2009年、サブリーンは15歳で亡くなった。その直前、たくさんの絵と、次の言葉を残した。
「私は死にます。でも、幸せでした」
チョコ募金については「私は死んでしまうけれど、ほかの病気の子どもたちが助かるなら、私はうれしい」と語った。ぼくは、日本で訃報を聞いた。とても悲しかったが、人間はなんと素敵なんだろうとも思った。そして、なぜだか「自由」という言葉を思い出した。
福沢諭吉は、「Free」の日本語として、「自由」という言葉を創作した。自由とは「自らを由とすること」と解釈したのである。
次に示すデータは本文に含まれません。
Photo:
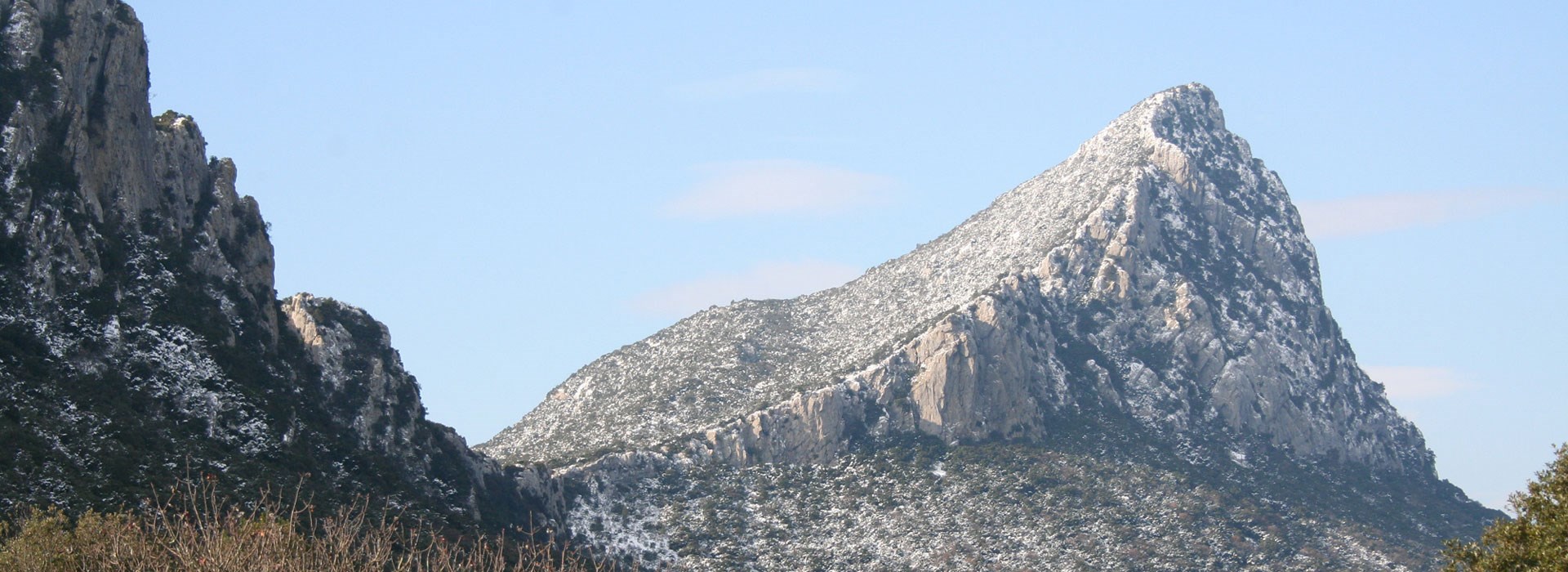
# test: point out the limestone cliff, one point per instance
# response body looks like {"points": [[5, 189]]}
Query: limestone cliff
{"points": [[140, 334], [1150, 305]]}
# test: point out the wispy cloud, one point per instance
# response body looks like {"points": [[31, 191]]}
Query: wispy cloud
{"points": [[1414, 382], [1366, 215], [763, 281], [742, 189], [804, 80]]}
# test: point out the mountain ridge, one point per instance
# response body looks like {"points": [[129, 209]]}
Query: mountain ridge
{"points": [[141, 339], [763, 343], [1125, 364]]}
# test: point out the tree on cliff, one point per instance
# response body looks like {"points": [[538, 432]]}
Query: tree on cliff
{"points": [[1535, 539]]}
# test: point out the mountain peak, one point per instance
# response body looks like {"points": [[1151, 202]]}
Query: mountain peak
{"points": [[1174, 276]]}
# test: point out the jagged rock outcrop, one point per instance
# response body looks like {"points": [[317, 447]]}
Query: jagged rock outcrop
{"points": [[140, 334], [1160, 271], [1157, 284]]}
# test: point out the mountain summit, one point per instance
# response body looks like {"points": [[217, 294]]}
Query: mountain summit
{"points": [[1169, 273], [1125, 362]]}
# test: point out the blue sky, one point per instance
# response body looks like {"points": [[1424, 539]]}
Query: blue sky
{"points": [[516, 189]]}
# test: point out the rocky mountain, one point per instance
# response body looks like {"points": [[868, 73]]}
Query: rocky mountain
{"points": [[1121, 364], [140, 334], [1125, 362]]}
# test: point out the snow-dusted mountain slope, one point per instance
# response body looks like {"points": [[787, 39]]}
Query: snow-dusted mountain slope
{"points": [[1162, 228], [1121, 364], [140, 334]]}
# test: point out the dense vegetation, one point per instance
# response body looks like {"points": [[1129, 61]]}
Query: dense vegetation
{"points": [[1535, 539], [196, 529]]}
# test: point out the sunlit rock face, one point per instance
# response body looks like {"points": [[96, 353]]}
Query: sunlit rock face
{"points": [[1156, 286]]}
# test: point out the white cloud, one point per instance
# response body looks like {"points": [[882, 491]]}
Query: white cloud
{"points": [[1366, 215], [763, 281], [739, 189], [1413, 382], [765, 82]]}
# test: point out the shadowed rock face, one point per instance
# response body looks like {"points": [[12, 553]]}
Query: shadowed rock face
{"points": [[1159, 273], [140, 334]]}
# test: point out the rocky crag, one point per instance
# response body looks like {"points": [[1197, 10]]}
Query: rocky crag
{"points": [[1156, 287], [140, 334]]}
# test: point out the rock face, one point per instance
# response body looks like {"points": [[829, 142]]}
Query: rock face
{"points": [[1157, 284], [140, 334]]}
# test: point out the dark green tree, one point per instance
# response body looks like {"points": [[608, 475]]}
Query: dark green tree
{"points": [[1535, 539]]}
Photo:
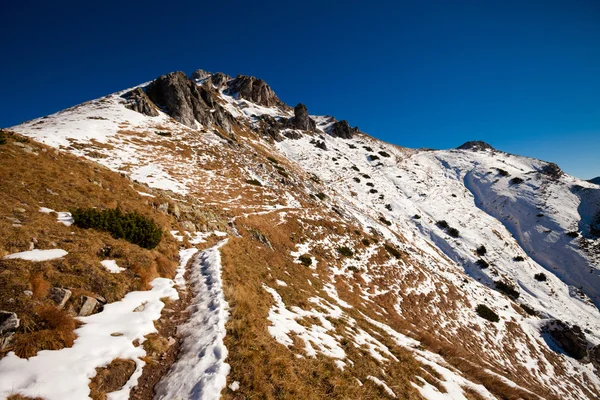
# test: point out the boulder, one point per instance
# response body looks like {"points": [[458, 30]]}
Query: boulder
{"points": [[60, 296], [571, 339], [88, 306], [137, 100], [302, 120], [8, 321], [254, 90], [342, 130]]}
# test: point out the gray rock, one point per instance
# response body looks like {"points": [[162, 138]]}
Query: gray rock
{"points": [[88, 306], [342, 130], [137, 100], [571, 339], [8, 321], [60, 296], [255, 90], [302, 120]]}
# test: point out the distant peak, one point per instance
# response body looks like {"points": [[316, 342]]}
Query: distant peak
{"points": [[475, 145]]}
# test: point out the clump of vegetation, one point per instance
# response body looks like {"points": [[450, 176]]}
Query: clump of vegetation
{"points": [[385, 221], [392, 250], [131, 226], [516, 181], [305, 259], [486, 313], [345, 251], [541, 277], [481, 250], [507, 289], [254, 182], [502, 172]]}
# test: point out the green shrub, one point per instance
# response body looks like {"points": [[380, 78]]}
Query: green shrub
{"points": [[254, 182], [507, 289], [392, 250], [131, 226], [345, 251], [305, 260], [486, 313]]}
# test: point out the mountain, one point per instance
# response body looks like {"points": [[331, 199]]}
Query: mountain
{"points": [[314, 260]]}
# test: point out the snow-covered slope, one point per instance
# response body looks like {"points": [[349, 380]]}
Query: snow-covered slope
{"points": [[398, 246]]}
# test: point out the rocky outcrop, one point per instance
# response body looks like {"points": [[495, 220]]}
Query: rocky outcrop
{"points": [[342, 130], [570, 339], [302, 120], [552, 170], [254, 90], [187, 102], [475, 145], [137, 100]]}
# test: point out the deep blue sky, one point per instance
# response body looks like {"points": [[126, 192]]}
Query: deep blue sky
{"points": [[521, 75]]}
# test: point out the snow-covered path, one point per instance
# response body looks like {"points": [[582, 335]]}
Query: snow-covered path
{"points": [[200, 371]]}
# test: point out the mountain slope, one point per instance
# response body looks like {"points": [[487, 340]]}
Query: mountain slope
{"points": [[355, 268]]}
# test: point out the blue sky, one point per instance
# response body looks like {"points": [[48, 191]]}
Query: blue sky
{"points": [[521, 75]]}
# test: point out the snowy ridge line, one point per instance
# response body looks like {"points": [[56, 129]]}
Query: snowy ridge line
{"points": [[200, 371]]}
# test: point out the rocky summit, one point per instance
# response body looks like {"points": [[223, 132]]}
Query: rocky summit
{"points": [[196, 237]]}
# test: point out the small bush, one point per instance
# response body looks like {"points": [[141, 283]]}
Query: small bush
{"points": [[392, 250], [453, 232], [486, 313], [516, 181], [541, 277], [442, 224], [507, 289], [254, 182], [345, 251], [385, 221], [131, 226], [305, 260]]}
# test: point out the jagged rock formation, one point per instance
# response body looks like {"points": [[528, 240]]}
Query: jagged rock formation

戦争の国に生まれて、貧しさに苦しみ、病気が体を蝕んだ。そんな何重もの苦難でがんじがらめになった人生なのに、ほかの病気の子どものことを考え、自らの信念をよりどころにして、ひたむきに生きた15歳の少女。こういう「自由」の形もあるのだ。
自由を声高に叫ぶ人たちは、自分の自由ばかり主張する「自分ファースト」に陥っていないだろうか。その自由は、自分とは違う相手に対して不寛容で、排他的である。そんなのは、本当の自由ではなく、自分勝手なだけだ。